This text, probably composed a few decades before the
Réconfort
, is obviously from an entirely different sphere of events and is consequently written on a level of style entirely different from that of the scene between the Seigneur du Chastel and his wife. In the latter, the issue is the life of an only child; in the
Quinze Joyes
it is a new dress. In the
Réconfort
there is true accord, a real partnership between man and wife; in the
Quinze Joyes
there is no trust between them, but each follows his own instincts, each observes the instincts of the other, not in order to understand them and meet them halfway but merely to exploit them for selfish purposes. The woman proceeds with great though childishly ingenuous skill; the man is cruder and less aware of what he is doing. But he too lacks the feeling which is an essential element in genuine love: the feeling for what can gladden the partner’s heart. The way he reacts to her concern over clothes might well irritate a less foolish woman, however much he may be in the right so far as the facts go. Finally, in the story of the du Chastels, the wife is the heroine. In the
Quinze Joyes
she is too, but not through the greatness and purity of her heart but through the superiority of her deceitfulness and energy in the eternal struggle which marriage is represented to be.
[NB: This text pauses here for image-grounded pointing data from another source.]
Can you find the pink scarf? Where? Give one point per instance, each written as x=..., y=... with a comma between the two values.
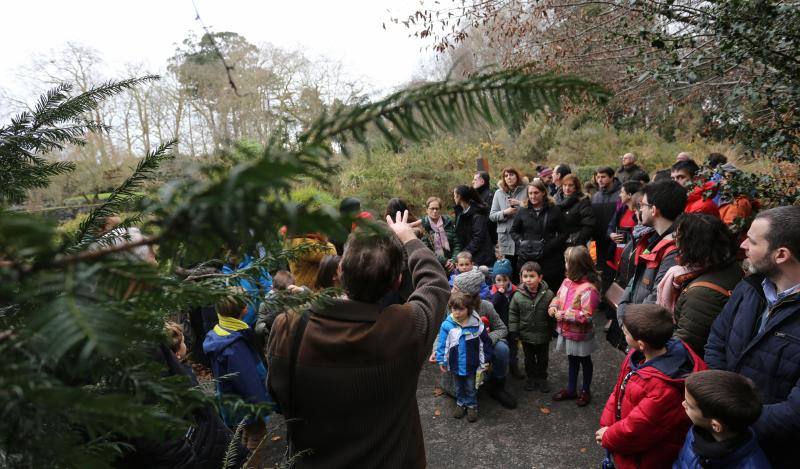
x=440, y=242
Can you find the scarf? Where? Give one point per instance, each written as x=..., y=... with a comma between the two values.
x=228, y=324
x=671, y=285
x=440, y=243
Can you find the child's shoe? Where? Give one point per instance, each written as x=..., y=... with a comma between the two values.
x=584, y=398
x=564, y=395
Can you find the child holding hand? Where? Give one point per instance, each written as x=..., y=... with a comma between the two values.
x=573, y=308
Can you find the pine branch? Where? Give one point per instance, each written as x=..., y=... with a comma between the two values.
x=91, y=228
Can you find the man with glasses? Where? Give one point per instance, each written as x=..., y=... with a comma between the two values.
x=656, y=251
x=757, y=334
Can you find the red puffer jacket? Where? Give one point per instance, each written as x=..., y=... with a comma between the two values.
x=652, y=423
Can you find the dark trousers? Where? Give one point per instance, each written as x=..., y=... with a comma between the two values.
x=575, y=363
x=536, y=358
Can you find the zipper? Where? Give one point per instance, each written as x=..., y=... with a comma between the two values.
x=788, y=337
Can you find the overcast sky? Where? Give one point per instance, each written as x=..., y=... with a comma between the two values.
x=147, y=31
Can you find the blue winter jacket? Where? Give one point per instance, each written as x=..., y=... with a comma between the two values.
x=256, y=287
x=771, y=359
x=233, y=355
x=462, y=349
x=747, y=456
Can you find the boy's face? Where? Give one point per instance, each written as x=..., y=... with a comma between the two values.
x=459, y=314
x=464, y=265
x=501, y=281
x=531, y=279
x=694, y=412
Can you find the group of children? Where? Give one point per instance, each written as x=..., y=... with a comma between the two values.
x=532, y=313
x=666, y=408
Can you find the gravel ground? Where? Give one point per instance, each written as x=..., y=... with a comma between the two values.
x=540, y=433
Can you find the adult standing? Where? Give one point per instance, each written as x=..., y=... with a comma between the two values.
x=630, y=171
x=538, y=231
x=699, y=286
x=472, y=225
x=482, y=183
x=505, y=204
x=578, y=214
x=655, y=252
x=559, y=172
x=350, y=395
x=439, y=234
x=758, y=332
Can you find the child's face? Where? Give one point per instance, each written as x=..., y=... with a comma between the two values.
x=501, y=281
x=531, y=279
x=694, y=412
x=459, y=314
x=464, y=265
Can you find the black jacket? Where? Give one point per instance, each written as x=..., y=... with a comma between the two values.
x=472, y=229
x=527, y=225
x=579, y=219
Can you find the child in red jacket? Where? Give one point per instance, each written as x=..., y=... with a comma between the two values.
x=644, y=423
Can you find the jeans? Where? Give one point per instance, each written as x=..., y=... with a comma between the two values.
x=500, y=359
x=466, y=394
x=536, y=358
x=574, y=364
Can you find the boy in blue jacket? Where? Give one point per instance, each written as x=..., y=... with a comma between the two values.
x=722, y=405
x=238, y=370
x=464, y=347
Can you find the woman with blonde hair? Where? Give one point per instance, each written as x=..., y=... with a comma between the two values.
x=538, y=233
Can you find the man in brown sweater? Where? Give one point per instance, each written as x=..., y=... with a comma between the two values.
x=353, y=400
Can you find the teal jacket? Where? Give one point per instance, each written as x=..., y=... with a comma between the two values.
x=527, y=315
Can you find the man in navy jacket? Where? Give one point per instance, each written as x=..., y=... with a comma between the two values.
x=758, y=332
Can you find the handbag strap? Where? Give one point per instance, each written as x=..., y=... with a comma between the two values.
x=297, y=339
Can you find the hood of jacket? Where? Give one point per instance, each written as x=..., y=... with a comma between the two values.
x=215, y=342
x=673, y=366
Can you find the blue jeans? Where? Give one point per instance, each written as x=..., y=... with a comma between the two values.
x=500, y=359
x=466, y=394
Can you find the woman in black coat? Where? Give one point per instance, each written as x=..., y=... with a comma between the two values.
x=578, y=214
x=472, y=225
x=538, y=231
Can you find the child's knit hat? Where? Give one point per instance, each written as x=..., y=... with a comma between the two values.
x=470, y=282
x=502, y=267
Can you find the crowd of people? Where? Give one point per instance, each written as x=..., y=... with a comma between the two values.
x=699, y=289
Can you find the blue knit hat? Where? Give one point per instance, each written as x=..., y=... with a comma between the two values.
x=502, y=267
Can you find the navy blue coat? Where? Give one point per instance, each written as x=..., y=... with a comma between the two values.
x=771, y=359
x=747, y=456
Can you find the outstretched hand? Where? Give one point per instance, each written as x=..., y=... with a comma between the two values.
x=400, y=226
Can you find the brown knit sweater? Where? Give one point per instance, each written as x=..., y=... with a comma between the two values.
x=357, y=373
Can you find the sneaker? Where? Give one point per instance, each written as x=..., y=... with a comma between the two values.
x=564, y=395
x=544, y=386
x=584, y=398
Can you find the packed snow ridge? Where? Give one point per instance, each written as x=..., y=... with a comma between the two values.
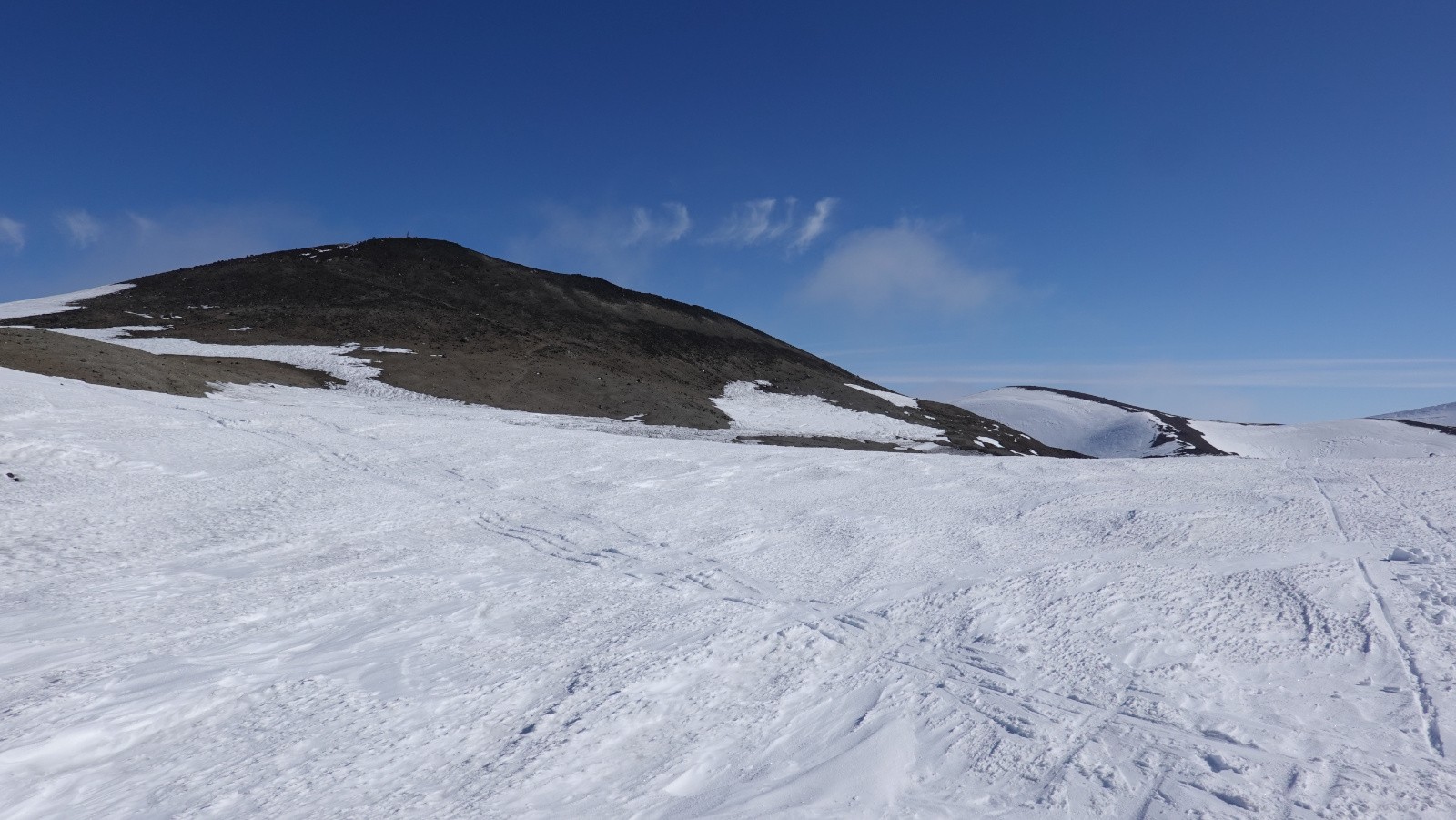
x=1111, y=430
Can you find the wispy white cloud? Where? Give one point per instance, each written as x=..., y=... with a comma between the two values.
x=754, y=223
x=80, y=228
x=616, y=244
x=12, y=232
x=768, y=220
x=906, y=266
x=815, y=223
x=660, y=229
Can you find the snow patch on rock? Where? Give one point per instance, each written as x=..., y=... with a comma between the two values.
x=754, y=411
x=56, y=303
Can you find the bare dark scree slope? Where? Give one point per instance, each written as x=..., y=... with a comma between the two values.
x=488, y=331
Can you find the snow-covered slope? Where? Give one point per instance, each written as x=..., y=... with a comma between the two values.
x=1350, y=439
x=1089, y=424
x=1436, y=414
x=1111, y=430
x=325, y=603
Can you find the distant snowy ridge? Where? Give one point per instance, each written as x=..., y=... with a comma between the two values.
x=1089, y=424
x=1436, y=414
x=1113, y=430
x=778, y=414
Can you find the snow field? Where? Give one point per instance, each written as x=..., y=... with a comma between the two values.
x=322, y=603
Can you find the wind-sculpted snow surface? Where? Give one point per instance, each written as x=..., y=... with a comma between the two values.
x=320, y=603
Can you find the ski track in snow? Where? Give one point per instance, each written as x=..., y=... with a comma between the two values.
x=320, y=603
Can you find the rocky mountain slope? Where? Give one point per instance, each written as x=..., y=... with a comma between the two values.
x=439, y=319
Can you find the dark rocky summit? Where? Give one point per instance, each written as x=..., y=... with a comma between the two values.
x=488, y=331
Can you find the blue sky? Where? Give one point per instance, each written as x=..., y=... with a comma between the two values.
x=1232, y=210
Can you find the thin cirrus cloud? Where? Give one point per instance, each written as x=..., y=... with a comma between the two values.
x=618, y=244
x=80, y=228
x=662, y=228
x=768, y=220
x=906, y=266
x=12, y=233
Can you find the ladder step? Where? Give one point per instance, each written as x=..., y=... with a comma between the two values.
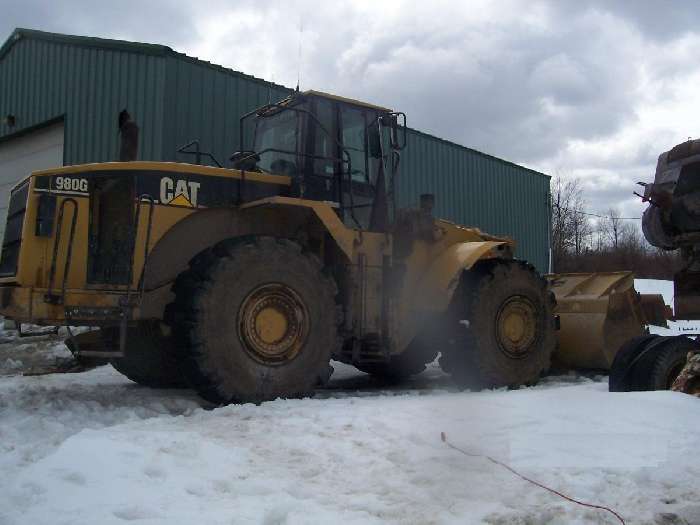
x=99, y=353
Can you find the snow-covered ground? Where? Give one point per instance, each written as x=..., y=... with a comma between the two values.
x=95, y=448
x=665, y=288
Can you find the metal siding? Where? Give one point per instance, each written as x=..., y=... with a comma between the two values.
x=478, y=190
x=42, y=81
x=213, y=100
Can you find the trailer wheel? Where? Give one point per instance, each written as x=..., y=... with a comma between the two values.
x=624, y=375
x=502, y=326
x=254, y=319
x=150, y=358
x=660, y=369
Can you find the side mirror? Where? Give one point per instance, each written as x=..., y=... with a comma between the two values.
x=397, y=132
x=46, y=211
x=374, y=141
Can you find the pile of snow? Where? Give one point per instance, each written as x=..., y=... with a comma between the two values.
x=665, y=288
x=95, y=448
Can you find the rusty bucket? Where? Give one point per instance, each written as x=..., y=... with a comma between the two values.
x=598, y=312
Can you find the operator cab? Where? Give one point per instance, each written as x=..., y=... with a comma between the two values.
x=337, y=150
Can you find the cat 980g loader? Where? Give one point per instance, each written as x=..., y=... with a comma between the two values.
x=243, y=283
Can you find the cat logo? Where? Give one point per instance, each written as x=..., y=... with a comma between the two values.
x=179, y=193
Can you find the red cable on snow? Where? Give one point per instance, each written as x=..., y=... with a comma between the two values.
x=443, y=436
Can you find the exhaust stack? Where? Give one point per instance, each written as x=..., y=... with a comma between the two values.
x=129, y=143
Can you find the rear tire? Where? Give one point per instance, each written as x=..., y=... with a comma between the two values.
x=150, y=358
x=502, y=326
x=255, y=320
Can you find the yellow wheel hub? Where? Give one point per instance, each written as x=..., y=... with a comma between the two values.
x=273, y=324
x=516, y=326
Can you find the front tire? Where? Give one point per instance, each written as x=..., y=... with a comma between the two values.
x=255, y=320
x=502, y=326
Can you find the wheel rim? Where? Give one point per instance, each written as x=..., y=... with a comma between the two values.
x=516, y=327
x=273, y=324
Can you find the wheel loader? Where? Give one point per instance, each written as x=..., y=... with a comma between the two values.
x=245, y=282
x=671, y=221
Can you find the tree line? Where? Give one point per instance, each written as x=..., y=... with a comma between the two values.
x=586, y=242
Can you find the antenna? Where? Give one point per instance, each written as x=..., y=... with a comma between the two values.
x=301, y=35
x=269, y=89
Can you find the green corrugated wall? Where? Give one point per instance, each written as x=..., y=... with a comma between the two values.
x=476, y=189
x=205, y=102
x=175, y=98
x=41, y=80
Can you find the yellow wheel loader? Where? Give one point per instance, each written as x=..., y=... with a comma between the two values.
x=244, y=283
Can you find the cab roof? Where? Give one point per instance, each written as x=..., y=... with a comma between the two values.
x=313, y=93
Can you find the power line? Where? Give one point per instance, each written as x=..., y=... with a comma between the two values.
x=598, y=215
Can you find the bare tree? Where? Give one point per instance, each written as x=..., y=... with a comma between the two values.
x=612, y=225
x=571, y=228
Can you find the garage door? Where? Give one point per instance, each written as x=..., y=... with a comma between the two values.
x=19, y=157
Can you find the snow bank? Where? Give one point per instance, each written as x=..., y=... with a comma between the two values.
x=95, y=448
x=665, y=288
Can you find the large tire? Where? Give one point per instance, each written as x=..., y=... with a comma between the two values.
x=255, y=320
x=503, y=326
x=150, y=358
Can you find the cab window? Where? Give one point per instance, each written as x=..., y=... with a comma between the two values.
x=354, y=127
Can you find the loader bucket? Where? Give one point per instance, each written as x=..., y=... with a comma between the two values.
x=598, y=312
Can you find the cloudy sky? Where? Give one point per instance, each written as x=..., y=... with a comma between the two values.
x=592, y=89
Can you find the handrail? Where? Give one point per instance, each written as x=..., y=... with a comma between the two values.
x=49, y=297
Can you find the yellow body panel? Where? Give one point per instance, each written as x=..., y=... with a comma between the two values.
x=598, y=312
x=387, y=292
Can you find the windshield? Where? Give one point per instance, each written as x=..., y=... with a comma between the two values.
x=276, y=141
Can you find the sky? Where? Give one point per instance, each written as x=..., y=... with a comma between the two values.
x=594, y=90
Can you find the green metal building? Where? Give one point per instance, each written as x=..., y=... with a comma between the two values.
x=60, y=96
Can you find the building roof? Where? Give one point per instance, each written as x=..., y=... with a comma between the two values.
x=120, y=45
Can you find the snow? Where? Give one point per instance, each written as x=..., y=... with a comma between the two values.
x=665, y=288
x=94, y=447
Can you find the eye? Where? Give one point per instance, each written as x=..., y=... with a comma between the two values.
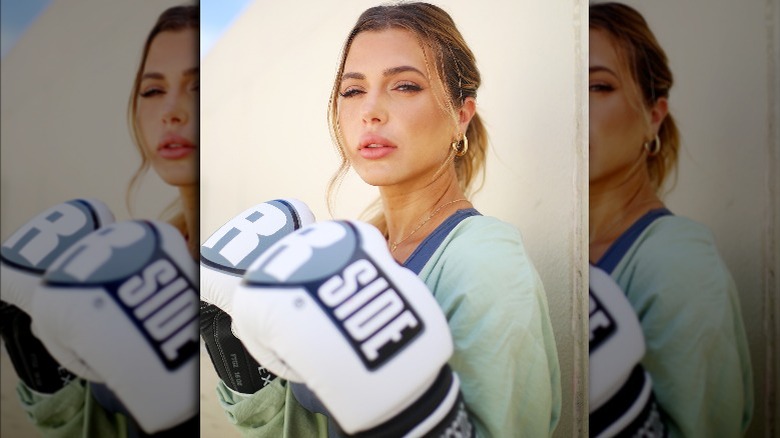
x=600, y=87
x=409, y=87
x=350, y=92
x=151, y=92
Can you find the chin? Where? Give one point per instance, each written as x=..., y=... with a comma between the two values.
x=178, y=176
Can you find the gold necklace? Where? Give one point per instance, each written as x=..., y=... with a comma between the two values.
x=395, y=244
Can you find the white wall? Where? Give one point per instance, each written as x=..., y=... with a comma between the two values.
x=724, y=56
x=64, y=135
x=264, y=132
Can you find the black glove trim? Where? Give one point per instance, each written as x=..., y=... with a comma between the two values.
x=456, y=418
x=618, y=409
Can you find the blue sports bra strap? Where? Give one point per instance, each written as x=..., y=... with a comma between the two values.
x=619, y=248
x=430, y=244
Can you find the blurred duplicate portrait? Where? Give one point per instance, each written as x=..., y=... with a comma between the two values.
x=683, y=219
x=99, y=316
x=392, y=204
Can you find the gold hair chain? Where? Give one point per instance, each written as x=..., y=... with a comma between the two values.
x=395, y=244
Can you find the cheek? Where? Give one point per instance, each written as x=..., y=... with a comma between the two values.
x=346, y=121
x=146, y=115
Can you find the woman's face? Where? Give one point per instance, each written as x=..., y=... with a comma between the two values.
x=619, y=122
x=167, y=106
x=394, y=128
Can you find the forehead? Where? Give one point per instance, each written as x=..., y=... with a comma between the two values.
x=170, y=48
x=385, y=48
x=603, y=51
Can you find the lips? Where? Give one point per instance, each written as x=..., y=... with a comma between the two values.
x=374, y=147
x=173, y=147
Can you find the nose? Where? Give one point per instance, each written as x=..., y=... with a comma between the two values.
x=374, y=108
x=176, y=109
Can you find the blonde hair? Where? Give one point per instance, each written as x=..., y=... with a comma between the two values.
x=649, y=69
x=454, y=65
x=171, y=20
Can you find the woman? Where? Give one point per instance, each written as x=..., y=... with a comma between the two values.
x=667, y=265
x=403, y=115
x=163, y=112
x=163, y=119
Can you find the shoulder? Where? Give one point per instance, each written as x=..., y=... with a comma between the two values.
x=484, y=258
x=675, y=268
x=674, y=246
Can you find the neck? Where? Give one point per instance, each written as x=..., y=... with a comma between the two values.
x=413, y=214
x=189, y=198
x=614, y=208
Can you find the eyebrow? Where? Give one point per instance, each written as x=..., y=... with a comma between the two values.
x=600, y=68
x=194, y=71
x=389, y=72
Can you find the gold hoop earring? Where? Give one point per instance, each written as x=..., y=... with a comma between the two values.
x=653, y=147
x=460, y=147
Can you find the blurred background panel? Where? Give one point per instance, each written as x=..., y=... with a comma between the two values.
x=67, y=72
x=726, y=100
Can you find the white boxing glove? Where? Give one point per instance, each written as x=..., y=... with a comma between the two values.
x=120, y=307
x=329, y=307
x=224, y=258
x=620, y=390
x=226, y=255
x=32, y=248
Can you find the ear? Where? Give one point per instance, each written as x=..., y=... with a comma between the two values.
x=658, y=113
x=466, y=113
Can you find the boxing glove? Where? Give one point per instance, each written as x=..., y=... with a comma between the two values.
x=620, y=398
x=329, y=307
x=24, y=258
x=27, y=254
x=225, y=256
x=120, y=307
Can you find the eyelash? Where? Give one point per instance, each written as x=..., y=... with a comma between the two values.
x=404, y=87
x=151, y=92
x=601, y=88
x=350, y=92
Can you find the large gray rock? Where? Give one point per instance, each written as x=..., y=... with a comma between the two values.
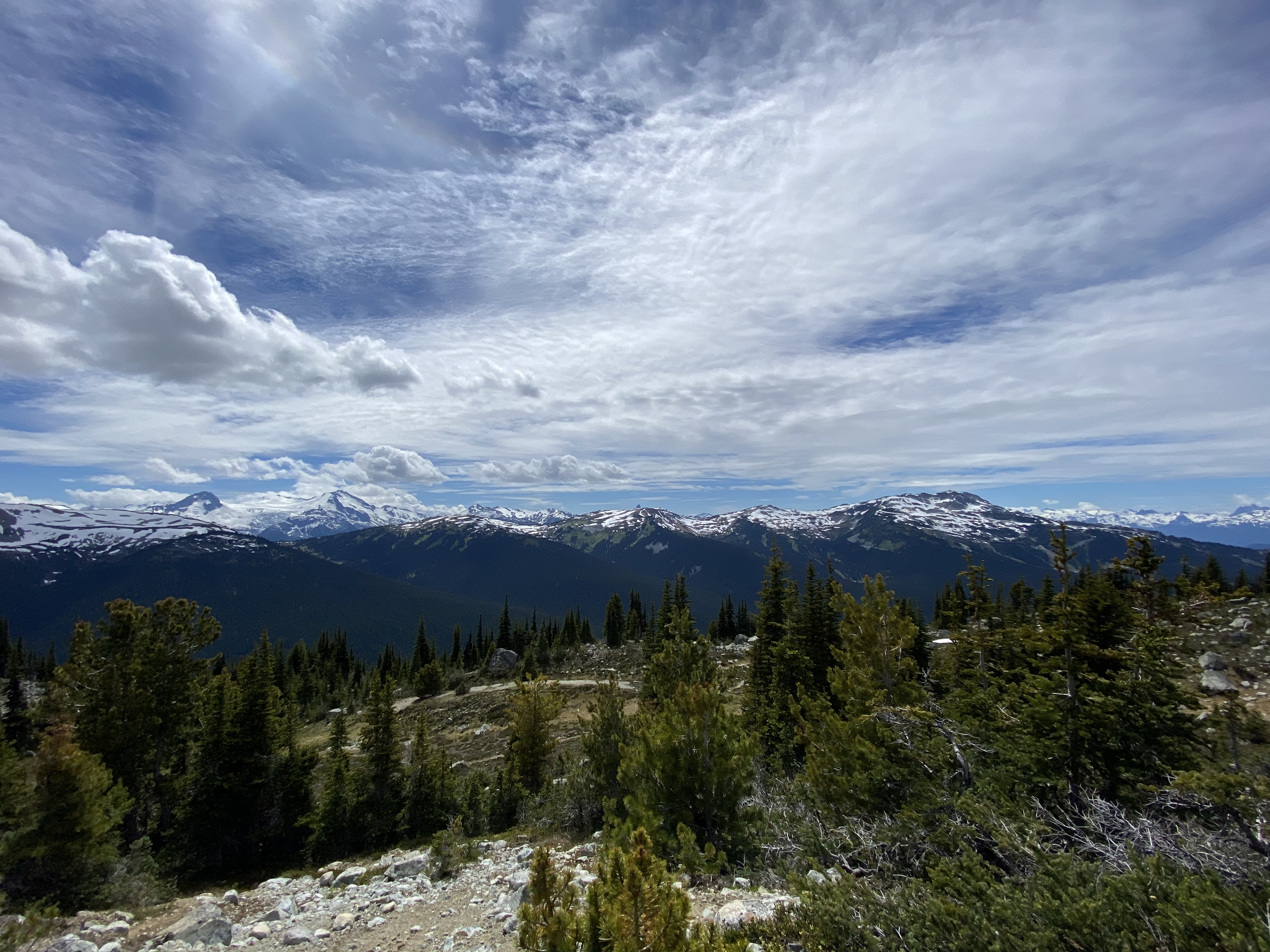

The level of style differs correspondingly: the
Quinze Joyes
lacks any claim to an elevated tone; the dialogue between man and wife does not seek to render anything but the tone of an everyday conversation, and it is only in the introductory statements that an element of moral didacticism is present, which, however, derives much more from practical psychology and concrete experience than is usual in medieval moralizing. The ceremonious and ostentatious elevation which constitutes the class character of the
Réconfort
is in marked contrast to the frankly intermediate, bourgeois forms of expression and behavior in the conversation on the subject of the new dress.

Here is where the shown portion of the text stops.